After nearly two years of negotiations, a deal between Marion County and the City of Ocala aimed at connecting the new World Equestrian Center to the city’s sewage system collapsed this week because the two sides could not agree on the price.

The County Commission voted on Tuesday to reject the city’s offer, saying the $3.14 per cubic feet price tag proposed by the city was just too much. The county had proposed paying the city $2.50 per cubic feet (pcf).

“The only thing we disagreed on was the price,” said Ken Whitehead, assistant city manager. “It was a showstopper.”

Whitehead said negotiations were amicable and the county’s request to hook into the city’s Water Reclamation Facility 3 , or WRF 3, at the municipal airport seemed to make sense for both sides. The city has plenty of capacity and WEC will need 250,000 gallons of sewage capacity initially when it opens.

The plan was to hook up to WRF 3 and run 3.5 miles of pipe from the airport to WEC. But once the city crunched the numbers, Whitehead said it was apparent that it could not do the deal for less than $3.14 pcf. At Tuesday’s Ocala City Council meeting, Rusella Bowes-Johnson, assistant director of the city Water Resources Department, said that accepting the $2.50 rate proposed by the county would mean raising water rates to the city’s existing customers to subsidize the project. Council members said that was unacceptable.

Whitehead said the $3.14 city price would only cover the city’s costs to take on WEC and there was no appetite among the city staff or, ultimately, council members to increase the rates of city residents to help pay for the WEC tie-in. Yet, he expressed disappointment in the final result.

“It was a great effort,” he said. “I’m disappointed we couldn’t get there.”

At the county meeting Tuesday, county Utilities Director Jody Kirkman said the county could expand its existing wastewater treatment plant at Golden Ocala, adjacent to WEC, for $18.7 million. To pay for it, he said the county could apply to the State Revolving Fund for an $18.4 million no-interest loan that could be paid back over 20 years.

While the expansion of the Golden Ocala plant will serve the immediate needs of the development, David Tillman, WEC’s engineer on the project, said it would have to be expanded again in about five years. Nonetheless, Kirkman said he believed walking away from the city and undertaking an expansion of the county’s existing plant was the best deal for the county.

Tillman said the joint project would have been “beneficial to the city and the county.”

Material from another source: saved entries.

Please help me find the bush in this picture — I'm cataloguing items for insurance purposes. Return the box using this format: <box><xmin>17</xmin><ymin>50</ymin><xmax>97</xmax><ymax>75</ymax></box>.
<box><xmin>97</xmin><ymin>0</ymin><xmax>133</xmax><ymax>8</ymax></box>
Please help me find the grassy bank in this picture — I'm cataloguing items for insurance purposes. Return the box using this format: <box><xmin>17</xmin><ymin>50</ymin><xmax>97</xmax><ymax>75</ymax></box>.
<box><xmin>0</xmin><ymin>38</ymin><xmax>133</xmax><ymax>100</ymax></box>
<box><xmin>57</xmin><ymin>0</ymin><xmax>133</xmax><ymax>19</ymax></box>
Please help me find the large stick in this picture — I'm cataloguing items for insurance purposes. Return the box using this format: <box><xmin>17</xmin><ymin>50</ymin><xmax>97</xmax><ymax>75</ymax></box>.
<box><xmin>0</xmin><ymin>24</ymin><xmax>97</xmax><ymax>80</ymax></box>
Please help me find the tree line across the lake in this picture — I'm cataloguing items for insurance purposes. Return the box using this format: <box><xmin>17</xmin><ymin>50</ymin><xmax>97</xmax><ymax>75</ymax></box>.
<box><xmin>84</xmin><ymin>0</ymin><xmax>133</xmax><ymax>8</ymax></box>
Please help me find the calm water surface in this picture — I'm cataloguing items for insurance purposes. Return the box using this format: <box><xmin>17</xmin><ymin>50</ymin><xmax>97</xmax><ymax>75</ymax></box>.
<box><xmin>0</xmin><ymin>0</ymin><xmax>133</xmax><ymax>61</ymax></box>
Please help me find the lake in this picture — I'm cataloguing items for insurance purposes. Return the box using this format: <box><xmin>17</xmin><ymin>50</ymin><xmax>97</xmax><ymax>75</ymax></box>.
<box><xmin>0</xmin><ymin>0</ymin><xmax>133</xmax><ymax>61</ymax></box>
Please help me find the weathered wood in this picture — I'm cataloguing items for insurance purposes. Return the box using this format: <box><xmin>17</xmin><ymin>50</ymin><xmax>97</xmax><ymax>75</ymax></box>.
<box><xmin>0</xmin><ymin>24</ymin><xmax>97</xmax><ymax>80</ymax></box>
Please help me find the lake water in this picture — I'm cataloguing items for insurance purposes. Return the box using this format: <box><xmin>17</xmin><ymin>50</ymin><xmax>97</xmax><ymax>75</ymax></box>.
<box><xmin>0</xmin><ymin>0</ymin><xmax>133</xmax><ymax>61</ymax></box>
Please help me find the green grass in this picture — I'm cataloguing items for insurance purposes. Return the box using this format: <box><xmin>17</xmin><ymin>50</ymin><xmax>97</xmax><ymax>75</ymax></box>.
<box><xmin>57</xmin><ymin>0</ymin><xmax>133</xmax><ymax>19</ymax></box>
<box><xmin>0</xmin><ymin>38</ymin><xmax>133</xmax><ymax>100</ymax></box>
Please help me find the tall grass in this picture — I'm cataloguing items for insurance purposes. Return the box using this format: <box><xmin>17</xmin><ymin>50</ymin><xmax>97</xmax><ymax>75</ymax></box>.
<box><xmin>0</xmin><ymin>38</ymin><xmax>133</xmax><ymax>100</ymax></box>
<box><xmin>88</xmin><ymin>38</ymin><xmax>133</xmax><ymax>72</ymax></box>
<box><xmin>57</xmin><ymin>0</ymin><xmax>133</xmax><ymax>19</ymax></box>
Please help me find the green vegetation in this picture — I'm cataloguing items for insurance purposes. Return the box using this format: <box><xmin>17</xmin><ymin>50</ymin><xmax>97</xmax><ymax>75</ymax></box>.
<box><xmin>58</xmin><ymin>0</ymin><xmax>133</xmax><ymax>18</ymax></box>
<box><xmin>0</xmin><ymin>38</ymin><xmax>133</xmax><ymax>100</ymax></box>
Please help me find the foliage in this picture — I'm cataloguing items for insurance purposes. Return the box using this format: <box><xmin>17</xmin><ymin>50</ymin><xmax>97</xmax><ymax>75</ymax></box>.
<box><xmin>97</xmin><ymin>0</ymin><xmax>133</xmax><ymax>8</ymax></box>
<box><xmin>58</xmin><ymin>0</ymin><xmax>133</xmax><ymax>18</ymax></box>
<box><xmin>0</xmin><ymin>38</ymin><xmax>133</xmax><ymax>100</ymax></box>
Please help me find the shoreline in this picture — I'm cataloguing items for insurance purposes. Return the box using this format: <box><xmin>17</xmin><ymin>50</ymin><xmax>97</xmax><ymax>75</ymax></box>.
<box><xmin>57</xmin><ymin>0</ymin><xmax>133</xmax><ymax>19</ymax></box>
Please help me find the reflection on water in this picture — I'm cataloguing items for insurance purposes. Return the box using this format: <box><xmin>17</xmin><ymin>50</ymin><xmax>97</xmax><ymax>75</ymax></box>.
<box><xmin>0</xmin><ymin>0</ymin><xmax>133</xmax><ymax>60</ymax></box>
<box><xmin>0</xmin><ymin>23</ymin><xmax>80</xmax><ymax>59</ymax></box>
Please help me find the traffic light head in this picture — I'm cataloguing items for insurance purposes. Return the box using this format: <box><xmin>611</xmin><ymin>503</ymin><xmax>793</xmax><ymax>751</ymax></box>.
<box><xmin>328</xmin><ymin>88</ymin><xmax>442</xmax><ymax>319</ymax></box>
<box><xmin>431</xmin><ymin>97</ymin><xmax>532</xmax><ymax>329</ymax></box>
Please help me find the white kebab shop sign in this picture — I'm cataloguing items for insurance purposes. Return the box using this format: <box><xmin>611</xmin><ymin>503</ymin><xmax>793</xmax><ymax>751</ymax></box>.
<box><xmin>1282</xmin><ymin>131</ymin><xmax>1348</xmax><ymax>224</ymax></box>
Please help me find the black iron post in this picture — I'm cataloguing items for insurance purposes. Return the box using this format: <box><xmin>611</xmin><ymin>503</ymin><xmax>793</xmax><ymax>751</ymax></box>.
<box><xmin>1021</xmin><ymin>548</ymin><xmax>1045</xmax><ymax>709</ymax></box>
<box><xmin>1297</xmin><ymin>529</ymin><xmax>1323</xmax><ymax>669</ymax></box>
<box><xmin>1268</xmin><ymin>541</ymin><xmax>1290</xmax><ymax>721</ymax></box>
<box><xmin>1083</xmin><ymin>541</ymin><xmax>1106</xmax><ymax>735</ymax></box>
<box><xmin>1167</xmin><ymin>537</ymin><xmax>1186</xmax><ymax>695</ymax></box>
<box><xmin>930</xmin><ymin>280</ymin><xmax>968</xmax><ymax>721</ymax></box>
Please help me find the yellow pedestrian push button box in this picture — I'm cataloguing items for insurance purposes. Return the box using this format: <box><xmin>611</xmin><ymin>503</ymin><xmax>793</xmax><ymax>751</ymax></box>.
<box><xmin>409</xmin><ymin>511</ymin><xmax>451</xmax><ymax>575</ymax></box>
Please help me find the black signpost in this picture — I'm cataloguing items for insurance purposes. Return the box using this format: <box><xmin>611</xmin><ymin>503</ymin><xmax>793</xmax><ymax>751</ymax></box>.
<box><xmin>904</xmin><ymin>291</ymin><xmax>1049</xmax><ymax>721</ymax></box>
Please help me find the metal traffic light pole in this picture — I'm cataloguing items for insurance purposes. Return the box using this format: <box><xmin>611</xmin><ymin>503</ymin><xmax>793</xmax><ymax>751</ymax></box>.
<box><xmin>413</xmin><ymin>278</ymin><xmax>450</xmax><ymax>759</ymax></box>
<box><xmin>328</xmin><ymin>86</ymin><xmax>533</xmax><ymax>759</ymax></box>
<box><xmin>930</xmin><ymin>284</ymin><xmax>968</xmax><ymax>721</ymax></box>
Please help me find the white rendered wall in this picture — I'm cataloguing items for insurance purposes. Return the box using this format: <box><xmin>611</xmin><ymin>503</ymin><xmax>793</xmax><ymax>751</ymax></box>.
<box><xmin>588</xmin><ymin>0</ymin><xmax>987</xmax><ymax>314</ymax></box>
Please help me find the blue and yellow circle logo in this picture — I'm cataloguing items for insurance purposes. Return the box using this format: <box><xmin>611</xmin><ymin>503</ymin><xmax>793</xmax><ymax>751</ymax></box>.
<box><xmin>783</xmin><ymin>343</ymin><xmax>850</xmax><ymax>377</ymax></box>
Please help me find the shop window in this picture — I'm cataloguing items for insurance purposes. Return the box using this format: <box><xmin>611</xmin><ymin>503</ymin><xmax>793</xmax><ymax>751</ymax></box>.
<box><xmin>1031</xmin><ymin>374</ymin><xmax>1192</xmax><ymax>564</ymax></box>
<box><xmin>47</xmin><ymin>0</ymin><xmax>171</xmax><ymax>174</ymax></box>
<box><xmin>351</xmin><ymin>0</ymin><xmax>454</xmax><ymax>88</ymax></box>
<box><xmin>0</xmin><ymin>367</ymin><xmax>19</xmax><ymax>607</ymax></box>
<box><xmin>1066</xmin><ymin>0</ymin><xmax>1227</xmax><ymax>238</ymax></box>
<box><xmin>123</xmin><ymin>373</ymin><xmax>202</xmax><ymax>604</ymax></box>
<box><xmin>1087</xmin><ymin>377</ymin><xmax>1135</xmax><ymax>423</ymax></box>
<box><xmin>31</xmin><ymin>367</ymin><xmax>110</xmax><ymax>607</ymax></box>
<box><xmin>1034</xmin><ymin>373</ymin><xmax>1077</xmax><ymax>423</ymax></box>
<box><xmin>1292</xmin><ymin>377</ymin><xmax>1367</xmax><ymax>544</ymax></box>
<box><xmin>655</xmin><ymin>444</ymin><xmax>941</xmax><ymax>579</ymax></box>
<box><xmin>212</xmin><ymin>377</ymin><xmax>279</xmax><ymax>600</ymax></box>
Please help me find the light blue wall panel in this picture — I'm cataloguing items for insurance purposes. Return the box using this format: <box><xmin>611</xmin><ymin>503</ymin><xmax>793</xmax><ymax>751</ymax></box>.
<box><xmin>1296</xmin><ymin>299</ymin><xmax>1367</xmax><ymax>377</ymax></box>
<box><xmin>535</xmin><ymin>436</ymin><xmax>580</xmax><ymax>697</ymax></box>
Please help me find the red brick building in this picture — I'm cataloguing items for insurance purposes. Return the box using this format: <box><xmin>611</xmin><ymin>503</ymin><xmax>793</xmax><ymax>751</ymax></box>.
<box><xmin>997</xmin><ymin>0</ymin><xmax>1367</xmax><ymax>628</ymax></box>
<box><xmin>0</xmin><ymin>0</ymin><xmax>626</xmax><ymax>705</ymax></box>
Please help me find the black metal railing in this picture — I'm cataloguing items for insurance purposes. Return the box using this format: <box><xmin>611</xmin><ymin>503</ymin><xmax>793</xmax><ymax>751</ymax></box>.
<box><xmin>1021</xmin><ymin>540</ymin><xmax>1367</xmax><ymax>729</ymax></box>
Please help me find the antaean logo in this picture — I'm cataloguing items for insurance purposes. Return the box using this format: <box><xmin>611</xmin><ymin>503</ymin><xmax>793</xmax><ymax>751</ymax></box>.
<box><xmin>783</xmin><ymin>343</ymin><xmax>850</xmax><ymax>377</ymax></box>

This is not the first time there has been failed city-county negotiations over WRF 3. Back at the beginning of the century when the city was getting ready to build WRF 3, it invited the county to partner with it, as growth planners were saying U.S. 27 would be the Marion County’s next big growth corridor. The county turned down the offer. About halfway through the project, the city once again offered the county a partnership in the city third and newest water treatment facility. Again, the county refused the offer, and the city proceeded to build WRF 3 itself.